While cooking dinner, I was pondering a twitter conversation, and some news reports that had been referenced. With my vast expanse of science journalism (hah) on the one hand, and personal insight into major newsworthy events on the other, I realized there was a universal law waiting to be articulated.
Here, then, is Grant’s First Law of Journalism:
All news articles contain at best one error, and probably more than one untruth.
If this is true, then whenever you read, hear or watch a news report, you must know that it is somehow fundamentally flawed if not not outright wrong. And if you can’t find anything obviously wrong, you’re not looking hard enough.
I shall consider this post a news report.

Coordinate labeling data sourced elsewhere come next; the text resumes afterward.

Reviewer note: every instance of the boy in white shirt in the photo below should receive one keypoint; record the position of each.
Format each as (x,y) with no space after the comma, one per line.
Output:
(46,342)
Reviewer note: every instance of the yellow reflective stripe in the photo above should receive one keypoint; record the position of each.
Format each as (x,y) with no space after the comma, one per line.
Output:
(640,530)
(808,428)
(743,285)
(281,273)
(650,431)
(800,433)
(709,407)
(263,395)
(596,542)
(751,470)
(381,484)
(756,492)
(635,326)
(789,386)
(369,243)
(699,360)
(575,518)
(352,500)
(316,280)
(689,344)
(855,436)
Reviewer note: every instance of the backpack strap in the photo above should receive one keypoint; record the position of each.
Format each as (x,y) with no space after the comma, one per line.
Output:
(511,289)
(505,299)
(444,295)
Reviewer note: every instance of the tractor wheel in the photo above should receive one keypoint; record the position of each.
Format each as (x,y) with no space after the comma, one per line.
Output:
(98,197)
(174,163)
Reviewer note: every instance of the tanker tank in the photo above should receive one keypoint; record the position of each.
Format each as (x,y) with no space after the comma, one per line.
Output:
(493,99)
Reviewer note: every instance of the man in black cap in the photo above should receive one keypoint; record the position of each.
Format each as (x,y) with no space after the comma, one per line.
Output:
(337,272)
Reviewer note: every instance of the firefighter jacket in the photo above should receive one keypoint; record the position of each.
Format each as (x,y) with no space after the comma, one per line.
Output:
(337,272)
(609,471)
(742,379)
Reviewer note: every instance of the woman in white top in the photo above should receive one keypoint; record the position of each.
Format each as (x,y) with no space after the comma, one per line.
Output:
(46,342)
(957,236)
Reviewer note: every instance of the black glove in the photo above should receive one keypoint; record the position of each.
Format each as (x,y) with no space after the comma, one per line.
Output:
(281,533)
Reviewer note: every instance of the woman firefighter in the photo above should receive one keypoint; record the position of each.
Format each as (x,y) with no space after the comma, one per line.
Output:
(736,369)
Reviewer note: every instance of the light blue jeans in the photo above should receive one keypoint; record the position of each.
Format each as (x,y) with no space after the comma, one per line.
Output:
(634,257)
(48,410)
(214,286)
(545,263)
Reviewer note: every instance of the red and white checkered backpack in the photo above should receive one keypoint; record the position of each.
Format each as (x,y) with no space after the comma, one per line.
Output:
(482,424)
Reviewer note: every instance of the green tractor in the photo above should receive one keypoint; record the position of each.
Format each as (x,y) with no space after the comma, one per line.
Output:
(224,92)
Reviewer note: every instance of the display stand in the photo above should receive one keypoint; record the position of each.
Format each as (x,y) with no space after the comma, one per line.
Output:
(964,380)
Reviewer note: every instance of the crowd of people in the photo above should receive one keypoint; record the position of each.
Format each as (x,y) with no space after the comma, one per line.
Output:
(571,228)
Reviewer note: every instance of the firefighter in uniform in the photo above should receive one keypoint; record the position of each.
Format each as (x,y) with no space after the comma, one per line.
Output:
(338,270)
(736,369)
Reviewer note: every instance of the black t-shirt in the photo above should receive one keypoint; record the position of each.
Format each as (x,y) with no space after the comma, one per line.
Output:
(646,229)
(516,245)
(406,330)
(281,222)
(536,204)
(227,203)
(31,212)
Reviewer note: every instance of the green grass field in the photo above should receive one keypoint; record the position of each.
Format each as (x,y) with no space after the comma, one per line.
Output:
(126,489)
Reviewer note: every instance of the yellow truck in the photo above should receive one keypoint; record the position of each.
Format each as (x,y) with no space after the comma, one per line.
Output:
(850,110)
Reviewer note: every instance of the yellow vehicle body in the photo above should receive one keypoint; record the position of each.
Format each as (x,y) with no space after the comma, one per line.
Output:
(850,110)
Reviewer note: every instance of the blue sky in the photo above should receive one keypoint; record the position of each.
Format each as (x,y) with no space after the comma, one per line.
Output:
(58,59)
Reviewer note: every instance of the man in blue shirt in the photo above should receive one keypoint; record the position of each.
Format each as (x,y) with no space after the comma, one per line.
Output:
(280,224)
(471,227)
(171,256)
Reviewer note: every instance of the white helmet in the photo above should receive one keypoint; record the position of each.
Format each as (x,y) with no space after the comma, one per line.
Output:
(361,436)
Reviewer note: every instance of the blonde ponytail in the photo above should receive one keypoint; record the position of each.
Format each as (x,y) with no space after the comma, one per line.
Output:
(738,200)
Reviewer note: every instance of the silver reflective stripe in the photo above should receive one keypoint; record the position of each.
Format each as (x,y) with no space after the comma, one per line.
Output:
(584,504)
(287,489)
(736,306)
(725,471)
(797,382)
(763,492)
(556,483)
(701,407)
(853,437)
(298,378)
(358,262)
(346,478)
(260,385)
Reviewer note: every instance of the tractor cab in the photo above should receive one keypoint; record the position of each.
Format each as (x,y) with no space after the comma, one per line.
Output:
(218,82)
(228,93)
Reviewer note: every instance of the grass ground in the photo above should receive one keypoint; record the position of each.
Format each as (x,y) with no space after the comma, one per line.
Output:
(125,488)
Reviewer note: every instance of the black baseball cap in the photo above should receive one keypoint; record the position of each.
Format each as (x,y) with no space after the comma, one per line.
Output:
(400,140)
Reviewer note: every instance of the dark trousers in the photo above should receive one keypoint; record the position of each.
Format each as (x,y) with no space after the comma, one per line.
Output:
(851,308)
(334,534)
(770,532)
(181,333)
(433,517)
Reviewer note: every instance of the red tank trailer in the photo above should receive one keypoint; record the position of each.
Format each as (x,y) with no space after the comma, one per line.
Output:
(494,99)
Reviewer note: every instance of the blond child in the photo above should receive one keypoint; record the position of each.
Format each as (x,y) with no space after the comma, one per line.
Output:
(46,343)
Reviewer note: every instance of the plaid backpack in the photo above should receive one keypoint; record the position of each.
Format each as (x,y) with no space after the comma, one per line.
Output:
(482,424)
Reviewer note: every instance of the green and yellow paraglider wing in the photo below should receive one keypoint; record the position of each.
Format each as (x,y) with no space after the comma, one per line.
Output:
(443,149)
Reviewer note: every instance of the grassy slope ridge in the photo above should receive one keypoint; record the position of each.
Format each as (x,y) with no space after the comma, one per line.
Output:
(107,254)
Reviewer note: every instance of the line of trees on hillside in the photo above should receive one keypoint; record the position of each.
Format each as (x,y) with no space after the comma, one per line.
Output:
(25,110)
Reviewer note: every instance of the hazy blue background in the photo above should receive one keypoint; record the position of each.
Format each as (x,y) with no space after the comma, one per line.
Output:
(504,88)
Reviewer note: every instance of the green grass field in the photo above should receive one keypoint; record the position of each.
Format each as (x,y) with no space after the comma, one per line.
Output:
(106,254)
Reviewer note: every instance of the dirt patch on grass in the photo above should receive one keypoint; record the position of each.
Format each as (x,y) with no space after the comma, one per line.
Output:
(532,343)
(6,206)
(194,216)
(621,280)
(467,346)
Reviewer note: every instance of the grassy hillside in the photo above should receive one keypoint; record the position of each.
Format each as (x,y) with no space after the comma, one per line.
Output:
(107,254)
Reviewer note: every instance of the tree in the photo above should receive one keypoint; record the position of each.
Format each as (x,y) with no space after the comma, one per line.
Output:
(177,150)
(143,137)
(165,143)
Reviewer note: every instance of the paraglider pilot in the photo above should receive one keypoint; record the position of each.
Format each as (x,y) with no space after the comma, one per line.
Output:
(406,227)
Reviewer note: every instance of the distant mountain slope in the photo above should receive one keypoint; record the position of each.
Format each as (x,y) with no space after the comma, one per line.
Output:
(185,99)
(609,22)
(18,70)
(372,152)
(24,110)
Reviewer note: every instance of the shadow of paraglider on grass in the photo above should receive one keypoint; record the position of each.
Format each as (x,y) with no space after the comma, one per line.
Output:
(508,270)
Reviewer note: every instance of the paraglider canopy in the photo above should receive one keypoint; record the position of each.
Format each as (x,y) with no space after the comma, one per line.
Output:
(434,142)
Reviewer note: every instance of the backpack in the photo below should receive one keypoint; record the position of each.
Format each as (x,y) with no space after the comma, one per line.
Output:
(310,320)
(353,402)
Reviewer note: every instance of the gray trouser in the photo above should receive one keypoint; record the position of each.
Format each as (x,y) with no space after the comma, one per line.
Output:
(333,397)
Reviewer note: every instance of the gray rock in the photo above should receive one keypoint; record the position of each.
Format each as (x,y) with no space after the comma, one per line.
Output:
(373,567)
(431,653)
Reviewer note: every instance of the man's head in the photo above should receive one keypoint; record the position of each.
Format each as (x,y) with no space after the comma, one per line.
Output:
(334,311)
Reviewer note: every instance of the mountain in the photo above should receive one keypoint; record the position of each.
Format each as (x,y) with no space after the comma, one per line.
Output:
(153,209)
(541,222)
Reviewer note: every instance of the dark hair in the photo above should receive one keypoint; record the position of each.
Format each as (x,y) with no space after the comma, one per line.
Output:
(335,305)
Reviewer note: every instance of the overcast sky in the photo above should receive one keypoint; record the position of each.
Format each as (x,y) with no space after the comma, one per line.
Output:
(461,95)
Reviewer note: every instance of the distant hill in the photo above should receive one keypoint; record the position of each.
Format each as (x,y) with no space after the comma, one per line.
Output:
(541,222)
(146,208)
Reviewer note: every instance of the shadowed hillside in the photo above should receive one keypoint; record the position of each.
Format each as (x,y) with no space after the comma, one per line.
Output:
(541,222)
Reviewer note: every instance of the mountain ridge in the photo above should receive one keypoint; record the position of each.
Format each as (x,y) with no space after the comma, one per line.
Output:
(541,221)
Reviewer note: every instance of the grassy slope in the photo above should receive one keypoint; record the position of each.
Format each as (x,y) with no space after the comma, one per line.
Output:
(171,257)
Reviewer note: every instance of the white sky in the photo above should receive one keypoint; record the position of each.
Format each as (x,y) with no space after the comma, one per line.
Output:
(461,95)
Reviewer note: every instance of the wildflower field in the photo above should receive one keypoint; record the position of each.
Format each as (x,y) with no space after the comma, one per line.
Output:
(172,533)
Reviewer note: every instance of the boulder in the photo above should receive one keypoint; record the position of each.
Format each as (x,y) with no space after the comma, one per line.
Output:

Are you calling Richard a Cretan?
The second law will probably deal with the expertise required to locate the error and/or untruth in relation to the audience the newspaper article is aimed at.
I agree, and would expand GFLJ thusly:
"All news articles contain at best one error, at least one misrepresentation and probably more than one untruth." © RPG
I had a witty riposte to Bob, but was at the ORCID meeting all morning and couldn’t comment here from my iPhone so the moment was lost.
Nicolas, I did wonder about the ‘misrepresentation’ bit, but wasn’t sure of my facts, so didn’t publish it.
Of course, being older and wiser, I might now cast GFLJ as you did, with the disclaimer ‘this might not be true; check your own facts’ smirk
What a perfectly daft and quick post.
Of course, the misrepresentation that I made might be that there is no misrepresentation, and we are back with the Cretans…
At least they serve decent coffee.
Bah, Bob beat me to it by four days. But, since the question has been begged… does this also apply to blog posts? How about blog comments? The llama is equipped with fins for swimming and a beak for eating honey, you know.
Doubly so. And the lurkers agree with me in email.